Run Mode

BobHok bypassing

In BoB, the use of a bobHok is recommended. BobHok is a claim in the auth token (JWT) containing the fingerprint of the client certificate used in the request to the Authentication API that created the auth token. It prevents the auth token from being tampered with in a man-in-the-middle attack.

For STEVE to validate and proxy BoB requests and responses, the bobHok must be bypassed.

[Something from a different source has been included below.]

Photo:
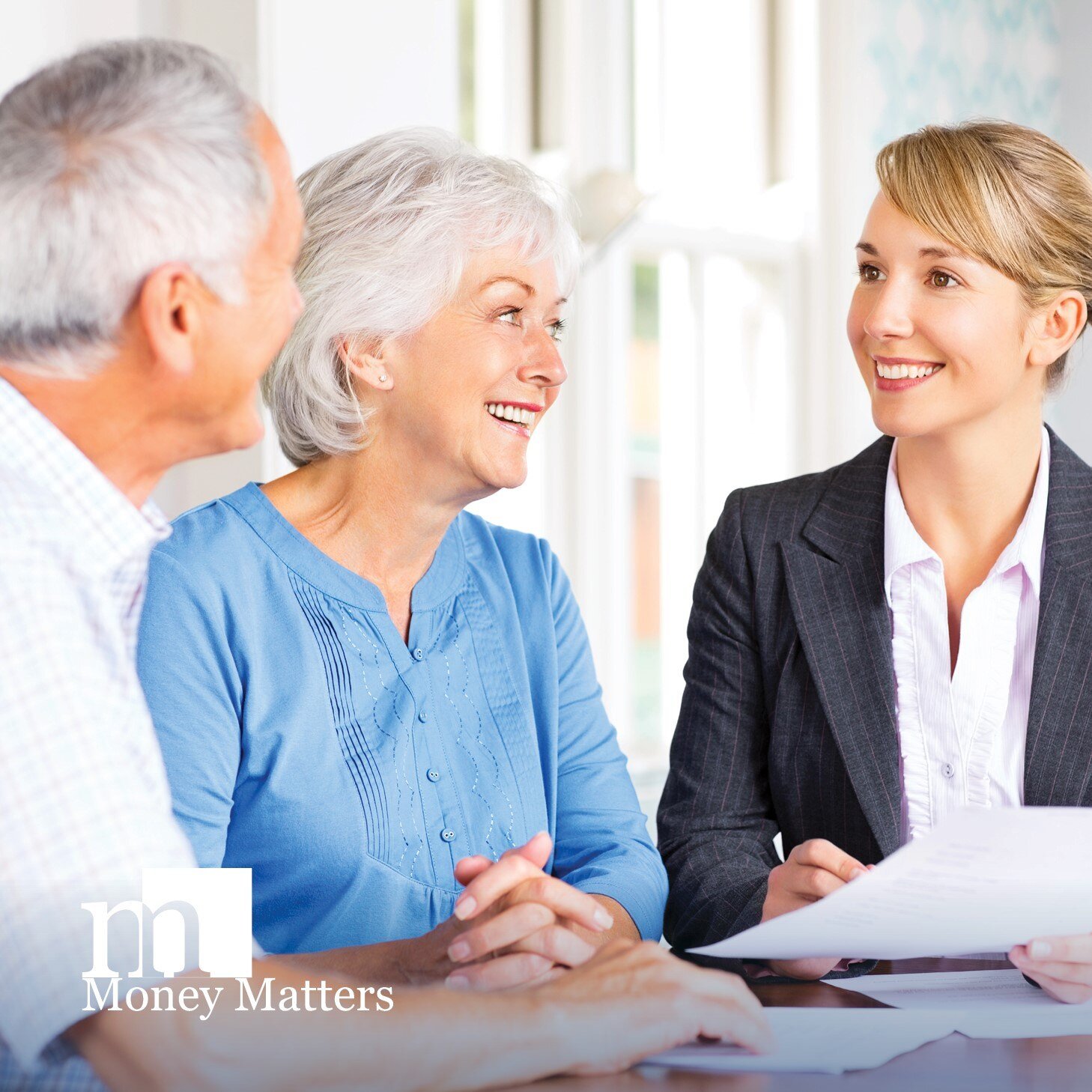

There are three ways to run STEVE, so called Run Modes, to accomplish this.

NO_BOBHOK is the obvious choice if it’s possible.

CLIENT_CERT favours the use case where the target system is in production (or in test but cannot be reconfigured) and the client is under test including the Authentication API so that it is not a big deal to configure the client certificate private key in STEVE.

NEW_AUTH_TOKEN favours the use case where the target system is under test and the client is in a more production-ready state, including the Authentication API, so that it is not desirable to give access to the client certificate private key to STEVE.

Run Mode can be configured in the Steve UI Configuration view.

NO_BOBHOK - No bobHok

If both the client and the target system work without bobHok, STEVE will work as a proxy without the need for anything more.

CLIENT_CERT - Install client’s client certificate in STEVE

In the call to the target system, STEVE uses the same client certificate that was used when the client created the auth token.

Both the client certificate and the private key are configured into STEVE.

The target system can verify the bobHok since the TLS connection from STEVE to the target system uses the client’s client certificate and the bobHok contains the fingerprint of that certificate.

NEW_AUTH_TOKEN - STEVE creates a new auth token

A new auth token is created with almost the same content as the client’s auth token. The new auth token is signed using a configured auth token private key. It is required that the corresponding auth token public key can be used by the target system to verify the auth token signed by STEVE using the auth token private key. Normally, the way to achieve this is to publish the auth token public key in BoB Metadata and let the target system update the public key by retrieving it from BoB Metadata. For test, it is probably easiest to publish it in the BoB Metadata Test Environment. Use the POST​/participantMetadata​/{pid}​/authtokenPublicKey endpoint of the Participant Metadata API to add a new auth token public key.

Optionally a client certificate and private key can be configured. If these are not configured, STEVE will use its default built-in client certificate and private key.

The new auth token will create a new bobHok claim matching the client certificate only if bobHok is present in the original auth token.